Just and Carpenter’s eye-mind hypothesis (1980) states that there is little delay between eye movements and the cognitive processing of corresponding information. Eye-tracking technology has supported research in cognitive psychology by providing valuable insights into attention-related cognitive processes during task performance (Sáiz-Manzanares et al., 2021). Scene perception results from the continuous alternation between fixations, where the eyes remain focused on a specific point, and saccades, which are rapid movements between fixation points (Liao et al., 2017). These eye movement metrics, such as fixation duration, saccade speed and amplitude, can vary with individual characteristics and reflect differences in tactical learning contexts. Ben Mahfoudh and Zoudji (2022) showed that VSA significantly influence the visual processing of tactical soccer scenes. Eye-tracking data revealed that high-VSA players displayed longer fixations and saccades that were slower in velocity and shorter in amplitude, reflecting focal processing and sustained focused attention. In contrast, low-VSA players showed shorter fixations and faster, longer saccades, suggesting ambient processing that hindered conscious identification of key elements. In eye-tracking research on instructor-generated drawings, Stull et al. (2018) examined students’ attention in relation to instructor visibility, but overlooked the cognitive impact of the drawing itself.

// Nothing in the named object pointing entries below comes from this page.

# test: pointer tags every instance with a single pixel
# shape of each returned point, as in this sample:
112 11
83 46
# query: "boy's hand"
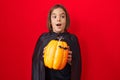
70 57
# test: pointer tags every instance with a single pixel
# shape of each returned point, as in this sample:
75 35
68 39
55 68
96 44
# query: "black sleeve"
36 59
76 59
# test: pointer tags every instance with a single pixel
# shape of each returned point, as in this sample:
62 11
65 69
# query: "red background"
95 22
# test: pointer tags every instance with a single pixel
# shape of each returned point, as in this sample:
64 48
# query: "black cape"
38 68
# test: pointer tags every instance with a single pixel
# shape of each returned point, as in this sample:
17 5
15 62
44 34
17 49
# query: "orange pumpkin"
56 54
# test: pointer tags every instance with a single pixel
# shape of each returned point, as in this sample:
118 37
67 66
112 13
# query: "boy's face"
58 20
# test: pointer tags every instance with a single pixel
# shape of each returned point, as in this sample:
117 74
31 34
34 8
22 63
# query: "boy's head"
58 19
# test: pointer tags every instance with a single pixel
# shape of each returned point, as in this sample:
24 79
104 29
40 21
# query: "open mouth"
58 24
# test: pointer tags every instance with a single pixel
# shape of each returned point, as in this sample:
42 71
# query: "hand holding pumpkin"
69 57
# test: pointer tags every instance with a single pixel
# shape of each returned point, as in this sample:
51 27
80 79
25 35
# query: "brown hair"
49 16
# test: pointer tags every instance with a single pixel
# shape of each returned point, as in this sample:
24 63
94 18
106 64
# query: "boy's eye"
53 16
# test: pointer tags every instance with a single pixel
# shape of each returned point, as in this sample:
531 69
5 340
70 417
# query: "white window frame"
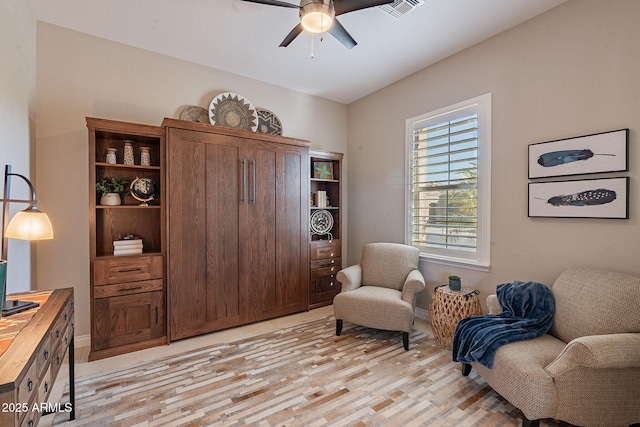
481 258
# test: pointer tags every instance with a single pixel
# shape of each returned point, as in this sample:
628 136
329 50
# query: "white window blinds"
448 191
444 184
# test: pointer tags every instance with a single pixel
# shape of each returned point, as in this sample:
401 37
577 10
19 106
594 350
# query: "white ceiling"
243 38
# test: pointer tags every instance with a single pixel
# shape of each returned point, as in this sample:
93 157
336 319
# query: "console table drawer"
323 249
120 289
127 269
329 262
28 387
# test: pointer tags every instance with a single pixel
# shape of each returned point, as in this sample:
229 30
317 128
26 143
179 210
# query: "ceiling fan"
318 16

To our knowledge, no study has investigated learners’ visual processing of instructor-generated drawings while considering individual differences in VSA.

Rational of the Study

The aim of the present study was to explore the impact of the coach’s drawing and the role of VSA on novice participants’ memorization and visual processing of a tactical soccer scene. Due to the lack of research on drawing in tactical learning, this study relied on findings from STEM disciplines (Fiorella et al., 2020; Fiorella & Mayer, 2016). According to the dynamic-drawing principle (Mayer et al., 2020), we expected that dynamic-drawing of a diagram would enhance learning and promote more efficient visual processing (Hypothesis 1). Concerning the impact of VSA, we expected high-VSA participants to better memorize the tactical scene than low-VSA participants (Ben Mahfoudh & Zoudji, 2020, 2022, 2024), and to exhibit more focused visual attention, reflected by focal processing (Ben Mahfoudh et al., 2021; Mahfoudh & Zoudji, 2022) (Hypothesis 2). In addition, this study explores the interaction between coach-generated tactical drawing and VSA. Building on Fiorella and Mayer’s (2016) suggestion that dynamic-drawing may produce effects similar to dynamic visualizations, and on prior findings about the role of VSA in processing such material (Ben Mahfoudh & Zoudji, 2020; Mahfoudh & Zoudji, 2022), we expect high-VSA participants to benefit more from dynamic-drawing. This expectation is based on their enhanced ability to extract, process, and integrate visual informations (Hypothesis 3).

Participants

To estimate the required sample size, a priori power analysis was conducted using G*Power software (Version 3.1.9.7) (Faul et al., 2020). A large effect size (f ² = 0.35), with statistical power set at 0.80 and an α level of 0.05, indicated that a sample size of 25 participants was sufficient to guarantee robust statistical analyses. To account for potential dropout or technical issues during data collection, a sample of 54 male university students (M age = 21.5, SD = 3.3, range = 17 to 35) participated in this study. Only male participants were recruited, ensuring that the results could not be attributed to gender-related differences. Although the participants were familiar with soccer rules through occasional matches in physical education classes or informal games with friends, they had never played soccer or any other team sport at a club, ensuring the absence of cross-sport transfer effects (Smeeton et al., 2004). The subjects stated that this was their first participation in this type of laboratory experiment, thus eliminating any prior familiarity. They reported no vision impairments, otherwise, any detected issues were corrected with contact lenses. Finally, all participants volunteered and provided informed consent, confirming the full respect for their rights. The study was approved by the university’s ethics committee and conducted in accordance with the Declaration of Helsinki.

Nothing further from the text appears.